O convite partiu de contatos realizados em junho do ano passado, no México, onde leciona todos os anos como professor convidado da Universidade de Guadalajara. "Conheci professores de Coimbra que associaram as questões discutidas no meu projeto à realidade de Portugal. Logo, surgiu essa oportunidade", conta Caram.
Em seu livro, o advogado defende que cidadãos que, por forças maiores e irreparáveis não possam pagar suas dívidas estabelecidas por contratos, tenham seus débitos perdoados e não sejam punidos pela Justiça. "Isso está previsto na nossa Constituição. Sempre cito o exemplo de pessoas que tenham ficado paraplégicas ou produtores agrícolas que tenham perdido tudo em uma geada", aponta.
Segundo Caram, é uma questão de dignidade humana que, nessas situações, o indivíduo tenha suas dívidas anuladas e não apenas suspensas temporariamente. "Essa é um debate que divide os tribunais de Justiça. No entanto, acredito que estamos avançando", afirma.
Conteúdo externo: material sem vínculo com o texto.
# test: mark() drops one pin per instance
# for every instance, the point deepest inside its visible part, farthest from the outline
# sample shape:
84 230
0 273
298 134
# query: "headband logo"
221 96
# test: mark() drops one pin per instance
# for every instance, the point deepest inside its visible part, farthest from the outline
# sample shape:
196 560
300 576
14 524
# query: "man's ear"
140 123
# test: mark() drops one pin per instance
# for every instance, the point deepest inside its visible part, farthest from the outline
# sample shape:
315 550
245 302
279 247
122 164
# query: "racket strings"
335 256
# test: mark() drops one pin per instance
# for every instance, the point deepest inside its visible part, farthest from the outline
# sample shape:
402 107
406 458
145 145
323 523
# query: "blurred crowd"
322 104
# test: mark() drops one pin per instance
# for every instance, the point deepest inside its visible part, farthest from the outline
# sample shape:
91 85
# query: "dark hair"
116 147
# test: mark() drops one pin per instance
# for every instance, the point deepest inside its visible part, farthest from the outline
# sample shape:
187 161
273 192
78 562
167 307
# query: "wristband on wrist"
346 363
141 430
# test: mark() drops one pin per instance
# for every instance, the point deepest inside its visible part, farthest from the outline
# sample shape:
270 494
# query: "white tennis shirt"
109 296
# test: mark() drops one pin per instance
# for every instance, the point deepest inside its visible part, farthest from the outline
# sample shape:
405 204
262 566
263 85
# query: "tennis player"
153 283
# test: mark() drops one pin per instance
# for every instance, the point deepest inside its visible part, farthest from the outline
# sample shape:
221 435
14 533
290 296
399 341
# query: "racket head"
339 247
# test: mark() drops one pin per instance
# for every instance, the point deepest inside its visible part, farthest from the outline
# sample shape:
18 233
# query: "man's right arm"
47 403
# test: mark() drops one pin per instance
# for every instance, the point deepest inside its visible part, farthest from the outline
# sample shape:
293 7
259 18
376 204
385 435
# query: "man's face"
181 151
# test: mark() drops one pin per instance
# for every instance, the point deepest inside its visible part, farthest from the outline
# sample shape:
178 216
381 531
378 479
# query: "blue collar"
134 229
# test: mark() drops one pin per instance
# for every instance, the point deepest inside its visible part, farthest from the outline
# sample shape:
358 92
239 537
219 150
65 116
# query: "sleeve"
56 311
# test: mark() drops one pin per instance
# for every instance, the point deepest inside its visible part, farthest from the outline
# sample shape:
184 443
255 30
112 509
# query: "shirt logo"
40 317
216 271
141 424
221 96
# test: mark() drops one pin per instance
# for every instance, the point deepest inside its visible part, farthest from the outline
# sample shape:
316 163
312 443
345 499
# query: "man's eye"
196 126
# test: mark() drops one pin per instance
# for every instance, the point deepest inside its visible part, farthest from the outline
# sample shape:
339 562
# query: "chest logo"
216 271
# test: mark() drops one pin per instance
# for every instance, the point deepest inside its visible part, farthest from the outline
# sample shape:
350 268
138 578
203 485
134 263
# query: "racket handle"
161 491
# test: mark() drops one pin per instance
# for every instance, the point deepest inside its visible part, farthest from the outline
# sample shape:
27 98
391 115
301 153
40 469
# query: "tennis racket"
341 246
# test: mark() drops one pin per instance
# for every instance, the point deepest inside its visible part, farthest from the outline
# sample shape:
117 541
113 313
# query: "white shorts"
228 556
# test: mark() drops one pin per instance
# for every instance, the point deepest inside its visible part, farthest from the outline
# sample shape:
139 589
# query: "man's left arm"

A ida do professor a Portugal proporcionou também a oportunidade de participar do programa de pós-doutorado da Universidade de Coimbra, onde deve aprofundar o tema abordado em seu doutorado, dessa vez, sob a luz da legislação portuguesa.
"Ainda não tenho as definições, mas acredito que, a partir do mês de junho, já dê início a esse projeto. Vamos trabalhar com direito comparado, e já adianto que a legislação brasileira é uma das mais avançadas do mundo. Só é preciso aplicarmos a teoria à prática e fazer com que a lei valha de forma igualitária para todos", explica Caram.
Como troca pelo pós-doutorado, o professor deve lecionar na Universidade de Coimbra. "Isso para mim é uma honra. Como tenho meu escritório por aqui, devo passar cerca de um mês a cada semestre em Portugal", afirma.